Committee to review foreign-funded plans: Reducing debt burden
By Ihtashamul Haque
ISLAMABAD, Aug 11: The government has decided to review major foreign-funded development projects worth around $10 billion with a view to reducing the country’s debt burden and ensuring its transparent usages.
Official sources told this correspondent that a five-member committee, headed by the prime minister’s advisor on finance, had been constituted to urgently review the projects and report to the president and the prime minister shortly. Other members of the committee are the secretaries of finance department, economic affairs division, Planning Commission and the director-general of the Debt Coordination Office.
The committee will review major foreign-funded ongoing projects and also those currently under process. It would evaluate whether the larger projects fitted into the country’s development priorities. And if they did not, could they be discontinued and their funding diverted towards more purposeful projects, said sources. Director-General Debt Coordination Office Dr Ashfaq Hasan Khan, when contacted, said that the purpose of the projects’ review was to further minimise the debt burden which was still very high.

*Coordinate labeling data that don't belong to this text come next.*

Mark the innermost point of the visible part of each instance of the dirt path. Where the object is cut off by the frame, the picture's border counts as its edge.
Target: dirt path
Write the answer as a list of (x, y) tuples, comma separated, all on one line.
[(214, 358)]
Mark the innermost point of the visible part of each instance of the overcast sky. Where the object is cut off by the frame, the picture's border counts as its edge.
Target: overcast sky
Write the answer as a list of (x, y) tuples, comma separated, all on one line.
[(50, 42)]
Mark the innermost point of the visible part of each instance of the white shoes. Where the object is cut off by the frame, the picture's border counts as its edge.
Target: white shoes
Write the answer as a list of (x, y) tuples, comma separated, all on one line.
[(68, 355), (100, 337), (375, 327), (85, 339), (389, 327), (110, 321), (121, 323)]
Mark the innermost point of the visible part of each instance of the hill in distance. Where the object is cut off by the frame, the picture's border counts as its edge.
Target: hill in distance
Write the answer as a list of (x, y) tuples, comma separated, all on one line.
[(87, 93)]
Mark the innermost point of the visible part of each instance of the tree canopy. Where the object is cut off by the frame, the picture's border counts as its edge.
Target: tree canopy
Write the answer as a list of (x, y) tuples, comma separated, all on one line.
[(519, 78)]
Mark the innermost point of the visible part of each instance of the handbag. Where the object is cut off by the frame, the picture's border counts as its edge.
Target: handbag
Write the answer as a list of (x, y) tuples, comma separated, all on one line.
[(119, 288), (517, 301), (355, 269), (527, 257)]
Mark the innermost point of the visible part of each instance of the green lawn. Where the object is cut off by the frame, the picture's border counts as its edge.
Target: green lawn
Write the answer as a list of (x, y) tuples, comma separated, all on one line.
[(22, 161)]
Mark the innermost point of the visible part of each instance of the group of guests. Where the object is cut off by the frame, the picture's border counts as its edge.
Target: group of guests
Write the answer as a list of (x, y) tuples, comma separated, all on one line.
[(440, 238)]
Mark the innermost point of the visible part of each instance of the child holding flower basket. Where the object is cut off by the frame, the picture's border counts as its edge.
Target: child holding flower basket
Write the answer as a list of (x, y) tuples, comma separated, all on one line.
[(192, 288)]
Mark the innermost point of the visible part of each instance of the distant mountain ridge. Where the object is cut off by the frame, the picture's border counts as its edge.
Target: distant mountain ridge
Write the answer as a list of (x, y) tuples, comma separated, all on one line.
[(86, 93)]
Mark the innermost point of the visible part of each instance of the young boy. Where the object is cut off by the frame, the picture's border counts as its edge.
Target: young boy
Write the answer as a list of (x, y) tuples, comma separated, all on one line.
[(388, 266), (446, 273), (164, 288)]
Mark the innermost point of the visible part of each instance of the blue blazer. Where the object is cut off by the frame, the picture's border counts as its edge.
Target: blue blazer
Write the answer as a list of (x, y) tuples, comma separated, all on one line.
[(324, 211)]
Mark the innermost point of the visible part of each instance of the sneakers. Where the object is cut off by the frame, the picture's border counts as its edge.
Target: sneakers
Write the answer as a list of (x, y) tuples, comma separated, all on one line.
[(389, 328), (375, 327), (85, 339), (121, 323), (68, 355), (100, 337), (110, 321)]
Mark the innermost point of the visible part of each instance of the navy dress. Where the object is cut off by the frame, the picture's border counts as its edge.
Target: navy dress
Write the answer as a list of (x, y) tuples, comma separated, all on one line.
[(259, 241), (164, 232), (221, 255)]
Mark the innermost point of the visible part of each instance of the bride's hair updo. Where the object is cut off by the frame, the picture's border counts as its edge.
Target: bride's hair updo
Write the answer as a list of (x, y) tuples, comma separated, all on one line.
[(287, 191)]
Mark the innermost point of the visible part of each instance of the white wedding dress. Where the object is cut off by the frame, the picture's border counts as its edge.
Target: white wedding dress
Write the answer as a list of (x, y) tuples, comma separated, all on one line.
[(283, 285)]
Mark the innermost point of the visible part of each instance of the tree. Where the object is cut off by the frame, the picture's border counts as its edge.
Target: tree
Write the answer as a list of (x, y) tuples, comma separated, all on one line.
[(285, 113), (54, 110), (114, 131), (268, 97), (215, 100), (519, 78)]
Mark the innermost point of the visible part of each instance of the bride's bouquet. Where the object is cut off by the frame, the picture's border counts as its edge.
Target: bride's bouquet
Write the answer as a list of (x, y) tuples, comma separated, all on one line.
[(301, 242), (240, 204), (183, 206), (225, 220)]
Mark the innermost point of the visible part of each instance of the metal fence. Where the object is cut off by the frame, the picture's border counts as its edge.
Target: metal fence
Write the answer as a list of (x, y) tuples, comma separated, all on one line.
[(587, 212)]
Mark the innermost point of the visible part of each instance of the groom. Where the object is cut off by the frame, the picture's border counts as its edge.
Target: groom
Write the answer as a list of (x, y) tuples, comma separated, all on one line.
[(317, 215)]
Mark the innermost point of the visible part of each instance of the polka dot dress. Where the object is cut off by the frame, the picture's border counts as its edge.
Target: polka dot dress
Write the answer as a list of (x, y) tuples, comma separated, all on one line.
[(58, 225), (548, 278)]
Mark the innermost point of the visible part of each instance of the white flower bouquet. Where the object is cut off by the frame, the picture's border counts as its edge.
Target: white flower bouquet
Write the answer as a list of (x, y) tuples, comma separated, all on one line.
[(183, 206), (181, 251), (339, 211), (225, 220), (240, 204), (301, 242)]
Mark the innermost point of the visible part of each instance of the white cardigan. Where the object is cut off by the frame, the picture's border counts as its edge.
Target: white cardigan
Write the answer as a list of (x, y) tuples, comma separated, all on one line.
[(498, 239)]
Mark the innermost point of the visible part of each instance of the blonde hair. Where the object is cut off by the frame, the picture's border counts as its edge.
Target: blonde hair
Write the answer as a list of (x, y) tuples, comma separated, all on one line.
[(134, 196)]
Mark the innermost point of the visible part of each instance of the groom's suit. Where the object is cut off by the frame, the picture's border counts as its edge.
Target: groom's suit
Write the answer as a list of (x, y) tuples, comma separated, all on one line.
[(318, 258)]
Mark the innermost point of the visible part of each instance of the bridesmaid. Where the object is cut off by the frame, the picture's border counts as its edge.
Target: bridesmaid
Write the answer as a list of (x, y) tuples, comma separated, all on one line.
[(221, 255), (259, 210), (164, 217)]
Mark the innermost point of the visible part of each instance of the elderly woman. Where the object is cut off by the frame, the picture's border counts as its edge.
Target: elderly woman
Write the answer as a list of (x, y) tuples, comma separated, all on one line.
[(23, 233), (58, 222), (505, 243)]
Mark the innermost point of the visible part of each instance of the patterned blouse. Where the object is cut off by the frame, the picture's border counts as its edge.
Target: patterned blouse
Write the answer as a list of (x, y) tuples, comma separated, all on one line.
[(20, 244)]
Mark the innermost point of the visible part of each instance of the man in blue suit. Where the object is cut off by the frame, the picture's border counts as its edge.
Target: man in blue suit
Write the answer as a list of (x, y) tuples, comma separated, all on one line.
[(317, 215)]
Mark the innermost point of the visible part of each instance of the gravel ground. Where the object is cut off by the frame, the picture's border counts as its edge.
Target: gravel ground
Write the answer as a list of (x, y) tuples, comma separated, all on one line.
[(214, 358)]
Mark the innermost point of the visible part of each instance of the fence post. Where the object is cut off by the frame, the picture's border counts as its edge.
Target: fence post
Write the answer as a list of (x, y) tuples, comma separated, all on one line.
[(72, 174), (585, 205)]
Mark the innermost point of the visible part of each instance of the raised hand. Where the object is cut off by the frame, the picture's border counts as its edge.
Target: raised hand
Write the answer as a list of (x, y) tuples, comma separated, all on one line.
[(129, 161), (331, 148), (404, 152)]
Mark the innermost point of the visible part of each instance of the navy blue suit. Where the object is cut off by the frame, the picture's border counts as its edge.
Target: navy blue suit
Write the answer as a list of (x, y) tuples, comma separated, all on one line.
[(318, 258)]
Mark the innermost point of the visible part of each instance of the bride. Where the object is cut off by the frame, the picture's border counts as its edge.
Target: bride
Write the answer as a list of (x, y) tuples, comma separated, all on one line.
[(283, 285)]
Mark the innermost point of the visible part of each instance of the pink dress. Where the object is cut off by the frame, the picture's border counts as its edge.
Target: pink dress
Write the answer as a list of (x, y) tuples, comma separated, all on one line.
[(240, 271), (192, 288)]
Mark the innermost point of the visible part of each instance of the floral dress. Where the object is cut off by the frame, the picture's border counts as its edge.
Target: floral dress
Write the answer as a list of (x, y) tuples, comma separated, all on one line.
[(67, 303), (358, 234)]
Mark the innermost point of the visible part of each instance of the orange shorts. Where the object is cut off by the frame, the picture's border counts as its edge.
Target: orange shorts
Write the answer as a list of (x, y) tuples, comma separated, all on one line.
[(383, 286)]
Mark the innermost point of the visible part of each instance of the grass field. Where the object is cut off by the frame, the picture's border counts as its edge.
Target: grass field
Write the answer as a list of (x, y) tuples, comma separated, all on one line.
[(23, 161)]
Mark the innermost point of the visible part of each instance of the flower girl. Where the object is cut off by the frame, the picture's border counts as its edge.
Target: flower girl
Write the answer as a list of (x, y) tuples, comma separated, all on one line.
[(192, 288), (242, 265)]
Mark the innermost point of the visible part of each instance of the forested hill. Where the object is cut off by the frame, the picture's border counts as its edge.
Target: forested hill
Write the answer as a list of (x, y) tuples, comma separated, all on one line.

“Pakistan is not a desperate borrower any more, but certainly there is a need to change our borrowing strategy,” he said and added that a decision had been taken that future borrowing should be need-based rather than donor-driven.
“Our borrowing should be consistent with the country’s macro economic framework and development priorities,” said Dr Khan who is also economic advisor to the ministry of finance.
Answering a question, he said Pakistan’s annual foreign borrowing, which used to be over $4 billion, had now been contained to around $2 billion.
“The president has told us in the last week’s meeting that foreign borrowing must make an impact on the lives of people and if that does not happen, we should not seek any loaning,” Dr Khan said.
Borrowing from domestic or external sources, he said, was a part of normal economic activity but its spending would have to be made more prudent to discourage ‘wrongdoings’.
“Debt is not bad but the burden of debt is bad,” he said, adding that as long as borrowing could offer higher economic and social returns than the cost of borrowed funds, the debt was not a burden.
He said a decision had been taken to increase debt carrying capacity. “Debt servicing problem arises when debt carrying capacity of a country does not increase commensurate with the increase in its debt servicing liabilities,” he added.
Debt carrying capacity, Dr Khan said, was defined as the ability of a country to service its external liabilities in an orderly and stable macroeconomic framework.
Pakistan’s external debt and liabilities, he pointed out, had declined by $1.24 billion - down from $37.9 billion at the end of 1990s to $36.62 billion by the end of March 2005. Dr Khan said Pakistan’s external debt and liabilities had been 22 times of its foreign exchange reserves in 1989-99 but had declined sharply to 2.8 times in just six years.